Exhibit 10.13.2
CONSULTING AGREEMENT
This CONSULTING AGREEMENT ("Agreement"), made and entered into as of July
1, 1999, by and between NAC RE CORPORATION, a Delaware corporation (the
"Company"), and XXXXXX X. XXXXXXXXXXX ("Xxxxxxxxxxx").
WHEREAS, Bornhuetter has terminated his employment with the Company
effective as of the date hereof; and
WHEREAS, the Company wishes to continue to avail itself of the services of
Bornhuetter as a Consultant to the Company, and Bornhuetter is willing to
continue to perform services in that capacity on behalf of the Company;
NOW, THEREFORE, in consideration of the premises and mutual covenants
contained herein and for other good and valuable consideration, the Company and
Bornhuetter (each individually, a "Party," and collectively, the "Parties")
agree as follows:
1. GENERAL.
The Company engages Bornhuetter as a consultant for the period as set
forth in Section 2 to provide the services as set forth in Section 3, subject to
the other terms and conditions set forth in this Agreement.
2. TERM OF SERVICE.
The term of Bornhuetter's service under this Agreement shall commence as
of July 1, 1999 (the "Effective Date") and shall terminate on the second
anniversary of the Effective Date unless there is an earlier termination of
Bornhuetter's service pursuant to Section 7 (the "Term of Service").
3. SERVICES.
During the Term of Service, it is the intention of the Parties that
Bornhuetter serve as a consultant to the Company. As a consultant, Bornhuetter
shall perform such consulting duties and render such advice, including, but not
by way of limitation, duties and advice relating to integration of the Company
with XL Capital Ltd. ("XL") following the Company's merger with a subsidiary of
XL and international reinsurance matters, as the Chief Executive Officer (the
"CEO") of XL may reasonably specify. The CEO may request Bornhuetter to render
such services for up to 20 days per calendar quarter, subject to Bornhuetter's
reasonable convenience and his other business commitments. Bornhuetter shall
serve as a member of the Board of Directors of XL, if appointed thereto, and of
such other boards as may be
mutually agreed upon by the Parties. Bornhuetter's services shall be rendered in
New York, Connecticut and such other locations as may be mutually agreed upon by
the Parties.
4. FEES.
During the Term of Service, Bornhuetter shall receive a base annual fee of
$250,000 (the "Base Annual Fee") payable in 12 monthly installments of
$20,833.33 each at the end of each month, together with any applicable
directors' fees.
5. BUSINESS EXPENSES.
(a) DOCUMENTED EXPENSES. Bornhuetter shall be entitled to receive prompt
and full reimbursement for all reasonable business expenses (other than office
and secretarial expenses) incurred by him in rendering services to the Company
under this Agreement, provided that Bornhuetter shall provide documentation of
such expenses in accordance with the usual practices of the Company. Such
reimbursement shall include up to $10,000 per year for expenses related to
Bornhuetter's actuarial society activities.

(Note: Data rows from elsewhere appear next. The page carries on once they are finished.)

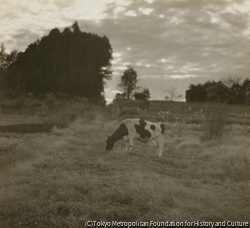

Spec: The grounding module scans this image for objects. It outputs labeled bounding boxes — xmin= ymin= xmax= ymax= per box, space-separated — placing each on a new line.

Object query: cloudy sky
xmin=0 ymin=0 xmax=250 ymax=101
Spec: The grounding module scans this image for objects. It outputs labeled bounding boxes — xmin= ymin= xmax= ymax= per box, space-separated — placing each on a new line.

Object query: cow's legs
xmin=157 ymin=136 xmax=164 ymax=157
xmin=125 ymin=137 xmax=133 ymax=152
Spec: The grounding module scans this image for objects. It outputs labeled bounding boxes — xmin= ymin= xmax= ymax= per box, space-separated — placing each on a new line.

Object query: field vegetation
xmin=0 ymin=94 xmax=250 ymax=228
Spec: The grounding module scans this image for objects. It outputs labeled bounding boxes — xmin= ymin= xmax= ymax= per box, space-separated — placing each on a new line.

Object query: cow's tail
xmin=160 ymin=123 xmax=165 ymax=135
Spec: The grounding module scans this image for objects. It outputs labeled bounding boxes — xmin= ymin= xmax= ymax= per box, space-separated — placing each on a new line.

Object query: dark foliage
xmin=118 ymin=66 xmax=137 ymax=99
xmin=186 ymin=79 xmax=250 ymax=104
xmin=134 ymin=88 xmax=150 ymax=100
xmin=6 ymin=22 xmax=112 ymax=102
xmin=186 ymin=81 xmax=216 ymax=102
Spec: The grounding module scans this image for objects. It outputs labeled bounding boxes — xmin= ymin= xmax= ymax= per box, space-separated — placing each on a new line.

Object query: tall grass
xmin=0 ymin=118 xmax=250 ymax=227
xmin=201 ymin=103 xmax=228 ymax=140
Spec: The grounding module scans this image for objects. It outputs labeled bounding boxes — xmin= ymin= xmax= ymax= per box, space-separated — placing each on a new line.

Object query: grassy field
xmin=0 ymin=97 xmax=250 ymax=228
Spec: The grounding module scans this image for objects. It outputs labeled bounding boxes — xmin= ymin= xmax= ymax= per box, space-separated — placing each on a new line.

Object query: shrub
xmin=119 ymin=107 xmax=140 ymax=119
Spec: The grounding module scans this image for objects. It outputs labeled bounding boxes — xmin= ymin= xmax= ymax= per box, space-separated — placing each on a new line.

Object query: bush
xmin=119 ymin=107 xmax=140 ymax=119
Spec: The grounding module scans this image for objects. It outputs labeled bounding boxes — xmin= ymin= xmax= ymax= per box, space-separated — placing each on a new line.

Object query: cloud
xmin=0 ymin=0 xmax=250 ymax=101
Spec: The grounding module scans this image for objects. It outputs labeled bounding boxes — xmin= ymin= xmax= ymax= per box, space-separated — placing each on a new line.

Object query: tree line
xmin=186 ymin=77 xmax=250 ymax=104
xmin=0 ymin=22 xmax=112 ymax=102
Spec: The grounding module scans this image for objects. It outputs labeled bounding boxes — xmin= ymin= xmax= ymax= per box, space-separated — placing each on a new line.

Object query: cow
xmin=106 ymin=118 xmax=165 ymax=157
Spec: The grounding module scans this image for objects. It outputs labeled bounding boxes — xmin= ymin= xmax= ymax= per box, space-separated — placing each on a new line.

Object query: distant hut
xmin=205 ymin=82 xmax=234 ymax=102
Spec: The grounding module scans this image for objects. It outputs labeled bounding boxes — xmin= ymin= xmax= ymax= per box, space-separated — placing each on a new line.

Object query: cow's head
xmin=106 ymin=136 xmax=115 ymax=151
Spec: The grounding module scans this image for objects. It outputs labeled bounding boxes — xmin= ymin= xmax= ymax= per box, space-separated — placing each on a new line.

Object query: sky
xmin=0 ymin=0 xmax=250 ymax=103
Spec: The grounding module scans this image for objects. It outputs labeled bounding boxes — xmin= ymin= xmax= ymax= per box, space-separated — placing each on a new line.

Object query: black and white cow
xmin=106 ymin=118 xmax=165 ymax=157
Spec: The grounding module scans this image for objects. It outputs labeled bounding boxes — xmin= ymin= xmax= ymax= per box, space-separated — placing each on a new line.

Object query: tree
xmin=222 ymin=75 xmax=241 ymax=87
xmin=163 ymin=87 xmax=183 ymax=101
xmin=118 ymin=66 xmax=137 ymax=99
xmin=242 ymin=78 xmax=250 ymax=104
xmin=0 ymin=43 xmax=17 ymax=90
xmin=7 ymin=22 xmax=112 ymax=102
xmin=134 ymin=88 xmax=150 ymax=100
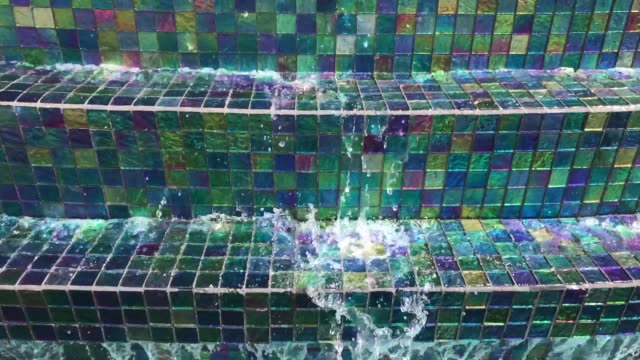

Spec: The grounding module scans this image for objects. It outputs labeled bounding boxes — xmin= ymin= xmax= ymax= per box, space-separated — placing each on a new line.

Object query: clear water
xmin=0 ymin=335 xmax=640 ymax=360
xmin=0 ymin=209 xmax=640 ymax=360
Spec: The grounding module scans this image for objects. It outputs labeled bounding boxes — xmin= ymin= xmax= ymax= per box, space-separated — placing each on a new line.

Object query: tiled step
xmin=0 ymin=216 xmax=640 ymax=344
xmin=0 ymin=66 xmax=640 ymax=219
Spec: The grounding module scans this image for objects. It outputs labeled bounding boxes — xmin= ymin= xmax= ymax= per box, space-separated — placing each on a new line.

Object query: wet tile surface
xmin=0 ymin=216 xmax=640 ymax=344
xmin=0 ymin=67 xmax=640 ymax=219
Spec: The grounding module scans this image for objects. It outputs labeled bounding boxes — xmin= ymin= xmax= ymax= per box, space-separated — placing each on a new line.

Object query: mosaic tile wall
xmin=0 ymin=69 xmax=640 ymax=218
xmin=0 ymin=108 xmax=640 ymax=218
xmin=0 ymin=216 xmax=640 ymax=343
xmin=0 ymin=0 xmax=640 ymax=72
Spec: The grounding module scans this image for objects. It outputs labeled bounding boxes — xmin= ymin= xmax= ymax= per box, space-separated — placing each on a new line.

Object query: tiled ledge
xmin=0 ymin=66 xmax=640 ymax=219
xmin=0 ymin=216 xmax=640 ymax=343
xmin=0 ymin=65 xmax=640 ymax=115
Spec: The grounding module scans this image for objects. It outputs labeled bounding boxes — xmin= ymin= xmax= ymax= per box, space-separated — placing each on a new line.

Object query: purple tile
xmin=602 ymin=267 xmax=631 ymax=282
xmin=511 ymin=270 xmax=537 ymax=286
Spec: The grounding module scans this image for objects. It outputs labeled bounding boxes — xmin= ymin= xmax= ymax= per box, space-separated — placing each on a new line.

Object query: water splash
xmin=297 ymin=207 xmax=428 ymax=359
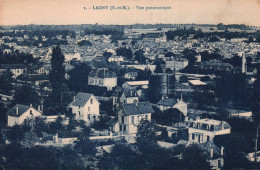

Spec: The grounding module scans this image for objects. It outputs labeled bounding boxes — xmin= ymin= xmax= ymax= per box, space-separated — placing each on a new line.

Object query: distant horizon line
xmin=0 ymin=23 xmax=260 ymax=27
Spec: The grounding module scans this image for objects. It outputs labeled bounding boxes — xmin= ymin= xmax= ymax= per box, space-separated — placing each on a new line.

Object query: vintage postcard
xmin=0 ymin=0 xmax=260 ymax=170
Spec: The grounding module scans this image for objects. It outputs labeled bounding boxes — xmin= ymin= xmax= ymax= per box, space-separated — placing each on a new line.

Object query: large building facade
xmin=88 ymin=68 xmax=117 ymax=91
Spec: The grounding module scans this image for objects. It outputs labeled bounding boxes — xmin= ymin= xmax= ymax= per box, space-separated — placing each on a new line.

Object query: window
xmin=132 ymin=116 xmax=135 ymax=124
xmin=121 ymin=116 xmax=124 ymax=124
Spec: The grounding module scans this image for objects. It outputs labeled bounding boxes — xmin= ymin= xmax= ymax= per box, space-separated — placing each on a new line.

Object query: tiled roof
xmin=198 ymin=142 xmax=221 ymax=159
xmin=124 ymin=89 xmax=138 ymax=97
xmin=122 ymin=102 xmax=154 ymax=115
xmin=106 ymin=118 xmax=118 ymax=125
xmin=0 ymin=64 xmax=26 ymax=69
xmin=89 ymin=69 xmax=116 ymax=78
xmin=7 ymin=104 xmax=30 ymax=117
xmin=157 ymin=98 xmax=177 ymax=106
xmin=71 ymin=92 xmax=93 ymax=107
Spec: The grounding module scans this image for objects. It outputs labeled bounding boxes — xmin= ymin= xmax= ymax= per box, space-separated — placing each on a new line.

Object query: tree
xmin=74 ymin=136 xmax=97 ymax=156
xmin=182 ymin=48 xmax=197 ymax=65
xmin=49 ymin=46 xmax=65 ymax=103
xmin=136 ymin=119 xmax=157 ymax=153
xmin=12 ymin=85 xmax=40 ymax=107
xmin=98 ymin=144 xmax=139 ymax=169
xmin=251 ymin=66 xmax=260 ymax=161
xmin=214 ymin=132 xmax=250 ymax=170
xmin=0 ymin=103 xmax=7 ymax=128
xmin=68 ymin=63 xmax=91 ymax=92
xmin=0 ymin=71 xmax=13 ymax=95
xmin=116 ymin=47 xmax=133 ymax=59
xmin=134 ymin=50 xmax=146 ymax=64
xmin=181 ymin=144 xmax=210 ymax=170
xmin=21 ymin=132 xmax=38 ymax=147
xmin=152 ymin=108 xmax=184 ymax=125
xmin=6 ymin=125 xmax=31 ymax=143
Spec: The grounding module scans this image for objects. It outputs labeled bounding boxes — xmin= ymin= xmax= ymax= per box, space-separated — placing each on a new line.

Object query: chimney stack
xmin=210 ymin=148 xmax=213 ymax=158
xmin=220 ymin=146 xmax=224 ymax=157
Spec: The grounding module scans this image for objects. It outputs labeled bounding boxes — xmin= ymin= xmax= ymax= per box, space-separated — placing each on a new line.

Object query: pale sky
xmin=0 ymin=0 xmax=260 ymax=26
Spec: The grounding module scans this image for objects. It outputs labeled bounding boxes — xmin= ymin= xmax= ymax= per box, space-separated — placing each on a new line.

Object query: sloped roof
xmin=188 ymin=80 xmax=207 ymax=86
xmin=198 ymin=141 xmax=221 ymax=159
xmin=89 ymin=69 xmax=116 ymax=78
xmin=122 ymin=102 xmax=154 ymax=115
xmin=106 ymin=118 xmax=118 ymax=125
xmin=7 ymin=104 xmax=31 ymax=117
xmin=157 ymin=98 xmax=177 ymax=106
xmin=124 ymin=89 xmax=138 ymax=97
xmin=0 ymin=64 xmax=26 ymax=69
xmin=71 ymin=92 xmax=93 ymax=107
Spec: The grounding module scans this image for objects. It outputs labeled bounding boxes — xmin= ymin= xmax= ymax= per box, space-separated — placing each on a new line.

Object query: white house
xmin=108 ymin=56 xmax=124 ymax=62
xmin=118 ymin=102 xmax=154 ymax=134
xmin=7 ymin=104 xmax=42 ymax=126
xmin=68 ymin=92 xmax=100 ymax=124
xmin=88 ymin=68 xmax=117 ymax=91
xmin=157 ymin=97 xmax=188 ymax=116
xmin=120 ymin=89 xmax=139 ymax=103
xmin=106 ymin=118 xmax=119 ymax=132
xmin=64 ymin=52 xmax=81 ymax=61
xmin=165 ymin=58 xmax=189 ymax=71
xmin=0 ymin=64 xmax=27 ymax=78
xmin=188 ymin=119 xmax=231 ymax=143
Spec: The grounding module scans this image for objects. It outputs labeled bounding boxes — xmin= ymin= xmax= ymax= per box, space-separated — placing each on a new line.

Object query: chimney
xmin=220 ymin=146 xmax=224 ymax=157
xmin=41 ymin=104 xmax=43 ymax=112
xmin=210 ymin=148 xmax=213 ymax=158
xmin=221 ymin=120 xmax=224 ymax=129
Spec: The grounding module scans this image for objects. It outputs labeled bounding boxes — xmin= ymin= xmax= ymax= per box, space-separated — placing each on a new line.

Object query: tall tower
xmin=242 ymin=53 xmax=246 ymax=73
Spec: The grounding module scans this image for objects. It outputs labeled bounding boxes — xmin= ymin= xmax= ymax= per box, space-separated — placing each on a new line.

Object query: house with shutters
xmin=118 ymin=102 xmax=154 ymax=134
xmin=68 ymin=92 xmax=100 ymax=125
xmin=157 ymin=97 xmax=188 ymax=116
xmin=188 ymin=118 xmax=231 ymax=143
xmin=88 ymin=68 xmax=117 ymax=91
xmin=0 ymin=64 xmax=27 ymax=78
xmin=7 ymin=104 xmax=42 ymax=126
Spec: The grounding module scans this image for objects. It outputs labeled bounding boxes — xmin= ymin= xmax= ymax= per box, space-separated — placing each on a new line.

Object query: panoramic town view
xmin=0 ymin=23 xmax=260 ymax=170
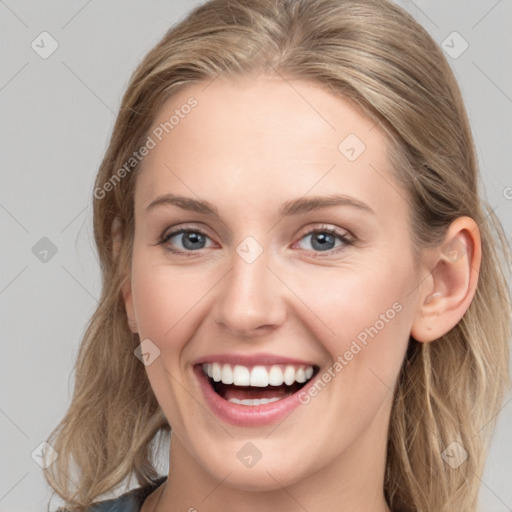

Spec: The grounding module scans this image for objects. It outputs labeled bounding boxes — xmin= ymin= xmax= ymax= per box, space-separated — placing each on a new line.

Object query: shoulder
xmin=80 ymin=476 xmax=167 ymax=512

(b) OFFICE ALLOWANCE. In addition, the Company shall pay Bornhuetter an
allowance of $10,000 per year for office and secretarial expenses.
6. INDEPENDENT CONTRACTOR STATUS.
As a Consultant, Bornhuetter's status shall be that of independent
contractor. Bornhuetter acknowledges that the Company will not withhold any
federal, state or local taxes from the fees to be paid hereunder.
7. TERMINATION OF SERVICE.
(a) TERMINATION BY THE COMPANY OTHER THAN DUE TO DEATH, DISABILITY OR FOR
CAUSE. In the event the Company terminates Bornhuetter's service for any reason
other than death, as provided in Section 7(b), Disability, as provided in
Section 7(c), or Cause, as provided in Section 7(d), the Company shall pay to
Bornhuetter the monthly sum of $20,833.33 until June 30, 2001.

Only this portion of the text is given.